Even so, his troops were fleeter of foot and had incomparably more firepower than any other Pardalian army. The new, standardized rifle regiments he and Tibold had organized could kill their enemies from five or six times smoothbore range, and the absence of polearms made them far more mobile. Even the best pikemen were less than nimble trailing five-meter pikes, and his rifle-armed infantry could dance rings around the Guard’s ponderous phalanxes. Coupled with its higher rate of fire, the Angels’ Army could cut four or five times its own number to pieces in a mobile engagement.
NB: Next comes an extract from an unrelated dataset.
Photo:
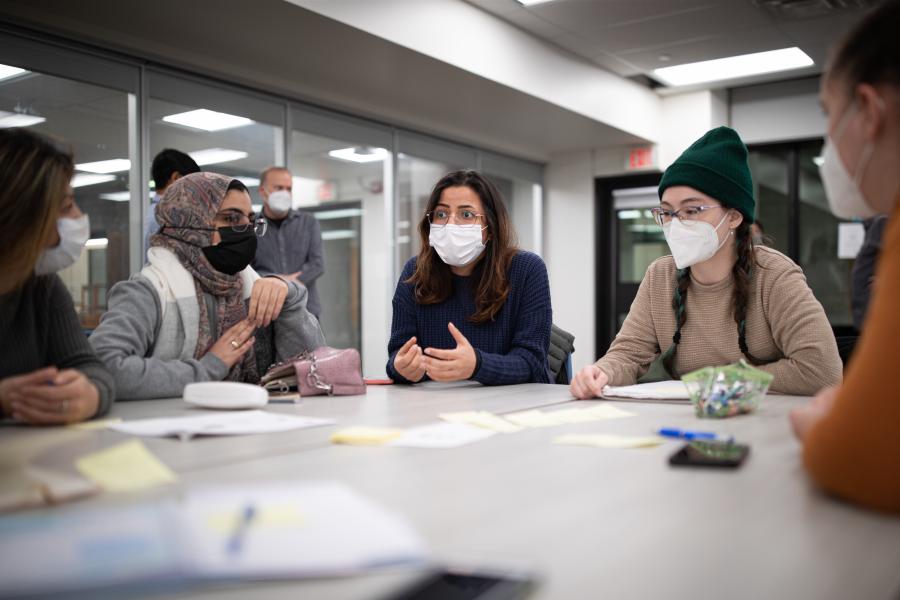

Unhappily, High-Captain Ortak knew it. He was well supplied with artillery, since Lord Marshal Rokas had known the cramped terrain at Yortown would reduce his guns’ efficiency and left many of them with h
is rearguard, and reinforcements had come forward, but less than half his roughly eighty thousand men were actually armed. Less than twelve thousand were musketeers, and he dared not face the Angels’ Army in the open. But short of arms or not, his men still outnumbered Sean’s by almost forty percent, and all those unarmed men had been busy with mattocks. The earthworks he’d thrown up at Erastor closed the Keldark Valley north of the Mortan, and he clearly had no intention of venturing beyond them. Nor could any army go around them. The Mortan was unfordable for over ninety kilometers upstream or down from Erastor, and the terrain south of the river was so boggy not even nioharqs could drag artillery or wagons through it.
In many respects, Erastor was a stronger defensive position even than Yortown, and Sean and Tibold had considered meeting Rokas there. In the end, they’d decided in favor of Yortown because its terrain had let Sean set his ambush, but for a simple holding engagement, Erastor would actually have been better. There were no open flanks between the Erastor Spur and the river, which left an opponent with superior numbers—or mobility—no openings. He had to attack head-on, and if Ortak refused to come out, Sean would have to go in after him … which meant the Guard’s outnumbered and outranged musketeers could hunker down behind their parapets until Sean’s men entered their range. The Guard’s morale had to be shaken by what had happened at Yortown, while the Angels’ Army’s morale had soared in inverse proportion, and Sean knew his troops could take Erastor. It was the cost of taking it that terrified him.
He frowned more deeply at the map and once more castigated himself for not pushing on more quickly. He’d taken five days to march a distance a Pardalian army could have done in three if it was pushed, and the consequences promised to be grim. If he’d crowded the routed Host harder, he might have bounced Ortak out of Erastor before the high-captain dug in, and telling himself his troops had been exhausted by the Yortown fighting made him feel no better. He should have gotten them on the way with the next dawn, however tired, not wasted two whole days burying the dead and collecting the Host’s cast away weapons, and he swore at himself for delaying.